There are multiple causes of delirium including sepsis, hypoxemia (low oxygen), metabolic problems such as liver and kidney disease and drugs given in the ICU.
“When you’re in the ICU and the team is trying to treat you, we’re also thinking about how to keep you safe and comfortable during that time,” said Ely, Grant W. Liddle Professor in the Vanderbilt University School of Medicine. “You come in with a problem and we start taking care of that. In the meantime we used to keep you sedated and immobilized, and we used to think that having the family around was not important.
“The culture of the ICU has traditionally been dictated by some de facto norms over the past 20-30 years,” he said. “We are correcting that now. Before our research began to change things, we had allowed ourselves to keep a patient deeply sedated, immobilized and without a lot of engagement with their loved ones. What we did was organize a system of care that didn’t look at the whole person all too often.”
Ely said that Vanderbilt is helping lead the charge to recreate ICU environments that welcome the family and look at patient as a whole person during treatment, but there is still work to be done to spread what is called “ICU Liberation.”
“We’ve been working on this hypothesis for almost two decades,” Ely said. “We’re giving patients sedatives to help them. We’re not saying to never use sedation drugs. We’re saying ‘let’s modify our patient management, the way we use the drugs, use them to get the patient comfortable while initiating life support, then as soon as they’re on the ventilator, let’s cut them way back and let the patient wake up.’
“Let’s give them back their eyeglasses, their hearing aids, fix their disrupted sleep and get them out of bed.”
The Vanderbilt Delirium and Cognitive Impairment Research group’s research has focused on improving the care and outcomes of critically ill patients with ICU-acquired brain disease (manifested acutely as delirium and chronically as long-term cognitive impairment).
Through their ICU Delirium website (www.icudelirium.org), which Ely founded, he and his colleagues at Vanderbilt and the VA have identified acute brain dysfunction (delirium) as one of the most critical problems facing ICU patients.
Their studies have linked delirium with an increased risk of long-term cognitive impairment (acquired dementia) and mortality, prolonged ICU and hospital lengths of stay and significantly higher medical costs.
They have developed and validated a clinical measurement tool, the Confusion Assessment Method for the ICU (CAM-ICU), which has been translated into more than 30 languages and is recommended as standard of care by the Society for Critical Care Medicine (SCCM) for all patients on mechanical ventilation.

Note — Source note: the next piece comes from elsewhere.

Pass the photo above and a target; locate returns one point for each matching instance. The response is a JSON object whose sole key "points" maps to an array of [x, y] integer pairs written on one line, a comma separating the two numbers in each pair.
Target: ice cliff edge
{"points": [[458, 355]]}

Ely and his colleagues also helped develop the newly revised “ABCDEF bundle” of protocols and guidelines, which interprofessional care teams can implement in partnership with patients and families to ensure a safe and comfortable ICU environment.
“We’re saying use the ABCDEF bundle like an airline pilot uses the checklist on an airplane, to make sure everything is safe. It (the bundle) works, saves lives, gets people out of the ICU sooner, prevents bounce backs to the ICU and people are discharged less often to nursing homes,” Ely said of data currently under review.